Then why shame those that look at their meager finances and the precarity of the current social and ecological arrangements and conclude they cannot raise a child? People like Vance want to turn 21st century realities into culture war talking points divorced from the material basis of family life in the first place.
Most Americans say the economy continues to be a pressing concern. Housing affordability hasn't really budged downward. And all the proposed remedies of the Trump regime do little to address underlying causes, which is the hoarding of wealth in speculative investments in real estate.
The way JD Vance and Donald Trump talk about “family values” is mostly about appearances. They parade images of happy children and families and talk about moral duty, but their policies don’t actually make family life any more sustainable. The things that used to make stable families possible—good wages, affordable housing, reliable healthcare, accessible childcare—are nowhere to be found. What they’re really doing is demanding people have more kids while pretending economic insecurity is a virtue.
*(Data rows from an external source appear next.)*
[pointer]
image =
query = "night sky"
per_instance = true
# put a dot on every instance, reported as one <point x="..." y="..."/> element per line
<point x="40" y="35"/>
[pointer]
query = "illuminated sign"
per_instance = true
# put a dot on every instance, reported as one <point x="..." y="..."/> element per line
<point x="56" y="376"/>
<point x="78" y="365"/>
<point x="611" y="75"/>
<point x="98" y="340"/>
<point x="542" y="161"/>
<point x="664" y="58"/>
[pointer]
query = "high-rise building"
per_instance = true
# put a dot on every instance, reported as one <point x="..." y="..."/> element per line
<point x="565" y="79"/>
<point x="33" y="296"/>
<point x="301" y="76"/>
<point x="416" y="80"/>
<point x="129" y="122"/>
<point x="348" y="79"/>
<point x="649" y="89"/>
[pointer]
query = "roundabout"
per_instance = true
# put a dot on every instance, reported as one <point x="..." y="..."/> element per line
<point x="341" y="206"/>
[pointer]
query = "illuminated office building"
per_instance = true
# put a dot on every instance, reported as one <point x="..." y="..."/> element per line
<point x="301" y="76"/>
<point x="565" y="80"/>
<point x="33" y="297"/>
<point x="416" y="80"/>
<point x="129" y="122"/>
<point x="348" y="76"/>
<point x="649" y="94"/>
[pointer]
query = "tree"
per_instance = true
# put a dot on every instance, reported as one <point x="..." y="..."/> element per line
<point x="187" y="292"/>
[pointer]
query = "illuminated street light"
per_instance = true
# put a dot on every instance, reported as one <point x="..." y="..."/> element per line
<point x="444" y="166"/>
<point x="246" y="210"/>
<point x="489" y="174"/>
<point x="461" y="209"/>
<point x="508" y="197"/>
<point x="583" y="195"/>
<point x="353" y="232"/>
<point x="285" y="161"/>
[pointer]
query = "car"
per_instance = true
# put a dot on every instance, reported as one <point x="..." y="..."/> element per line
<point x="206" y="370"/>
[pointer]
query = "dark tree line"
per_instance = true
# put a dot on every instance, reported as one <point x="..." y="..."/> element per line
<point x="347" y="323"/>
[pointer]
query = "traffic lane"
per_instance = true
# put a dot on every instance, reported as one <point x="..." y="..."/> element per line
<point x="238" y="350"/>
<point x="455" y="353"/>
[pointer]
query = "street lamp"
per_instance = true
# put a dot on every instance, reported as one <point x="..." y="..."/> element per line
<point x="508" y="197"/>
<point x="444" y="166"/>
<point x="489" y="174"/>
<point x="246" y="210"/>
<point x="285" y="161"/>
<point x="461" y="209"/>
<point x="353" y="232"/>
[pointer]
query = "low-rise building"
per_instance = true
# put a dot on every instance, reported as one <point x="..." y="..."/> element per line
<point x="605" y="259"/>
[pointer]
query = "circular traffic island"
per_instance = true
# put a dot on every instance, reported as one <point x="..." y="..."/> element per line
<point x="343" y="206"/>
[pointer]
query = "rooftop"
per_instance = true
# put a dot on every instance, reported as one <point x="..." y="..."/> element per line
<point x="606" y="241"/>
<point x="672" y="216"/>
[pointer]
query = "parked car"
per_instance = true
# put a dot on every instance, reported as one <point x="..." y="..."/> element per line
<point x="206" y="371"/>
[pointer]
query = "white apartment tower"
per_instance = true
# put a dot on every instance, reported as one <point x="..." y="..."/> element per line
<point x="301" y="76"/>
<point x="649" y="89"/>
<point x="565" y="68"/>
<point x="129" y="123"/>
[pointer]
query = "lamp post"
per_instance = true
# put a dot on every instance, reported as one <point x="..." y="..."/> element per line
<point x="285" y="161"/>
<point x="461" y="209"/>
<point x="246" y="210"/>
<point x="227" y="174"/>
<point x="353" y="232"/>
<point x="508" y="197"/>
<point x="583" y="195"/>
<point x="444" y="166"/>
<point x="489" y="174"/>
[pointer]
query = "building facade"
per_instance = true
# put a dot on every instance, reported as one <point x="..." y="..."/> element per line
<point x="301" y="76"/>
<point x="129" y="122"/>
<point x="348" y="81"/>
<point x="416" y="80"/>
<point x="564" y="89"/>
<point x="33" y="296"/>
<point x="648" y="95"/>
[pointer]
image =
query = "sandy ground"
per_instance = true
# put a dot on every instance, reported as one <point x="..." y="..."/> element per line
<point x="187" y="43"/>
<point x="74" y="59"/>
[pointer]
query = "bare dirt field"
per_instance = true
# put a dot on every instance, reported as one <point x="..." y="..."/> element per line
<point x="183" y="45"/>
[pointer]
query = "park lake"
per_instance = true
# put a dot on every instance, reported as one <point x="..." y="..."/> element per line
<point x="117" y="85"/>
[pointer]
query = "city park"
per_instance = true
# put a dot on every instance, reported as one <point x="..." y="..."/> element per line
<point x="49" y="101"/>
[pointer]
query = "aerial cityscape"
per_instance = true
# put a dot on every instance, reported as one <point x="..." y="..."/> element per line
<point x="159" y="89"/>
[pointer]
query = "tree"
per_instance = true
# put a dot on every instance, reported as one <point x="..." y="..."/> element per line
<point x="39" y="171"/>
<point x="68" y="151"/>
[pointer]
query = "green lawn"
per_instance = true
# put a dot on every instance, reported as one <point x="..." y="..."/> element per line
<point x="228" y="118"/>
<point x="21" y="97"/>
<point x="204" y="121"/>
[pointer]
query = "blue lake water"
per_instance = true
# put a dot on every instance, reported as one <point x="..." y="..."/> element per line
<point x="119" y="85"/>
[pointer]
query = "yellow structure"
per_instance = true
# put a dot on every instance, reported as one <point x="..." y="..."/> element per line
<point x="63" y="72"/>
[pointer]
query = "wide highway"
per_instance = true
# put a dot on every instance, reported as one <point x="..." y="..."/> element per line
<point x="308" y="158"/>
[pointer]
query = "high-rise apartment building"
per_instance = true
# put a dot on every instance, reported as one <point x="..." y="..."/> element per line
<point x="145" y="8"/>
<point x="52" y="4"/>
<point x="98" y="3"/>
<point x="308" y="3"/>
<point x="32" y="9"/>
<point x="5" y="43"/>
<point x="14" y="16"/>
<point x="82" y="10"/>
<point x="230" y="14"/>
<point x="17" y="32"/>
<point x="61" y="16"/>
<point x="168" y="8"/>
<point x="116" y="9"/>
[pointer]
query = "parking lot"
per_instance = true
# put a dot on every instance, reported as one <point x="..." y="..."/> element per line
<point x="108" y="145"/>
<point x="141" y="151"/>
The way the Right talks anxiously about who is “having kids” exposes the same problem. They point to Latino or immigrant families as proof that Americans could just choose to have more children. But those families are often living in conditions that would be considered illegal, unsafe, or unacceptable in mainstream society—overcrowded housing, informal work, stretched social networks. Treating that kind of struggle as a model for everyone else is cruel and dishonest. It normalizes hardship and pretends that enduring precarity is somehow virtuous.
What Vance and Trump are really offering is not a path to prosperity or flourishing families, but a managed decline dressed up as moral duty. They want people to accept tighter margins, less security, and more stress, and to feel virtuous for doing it. Strip away the smiling children in the ads, and what’s left is austerity sold as a moral project.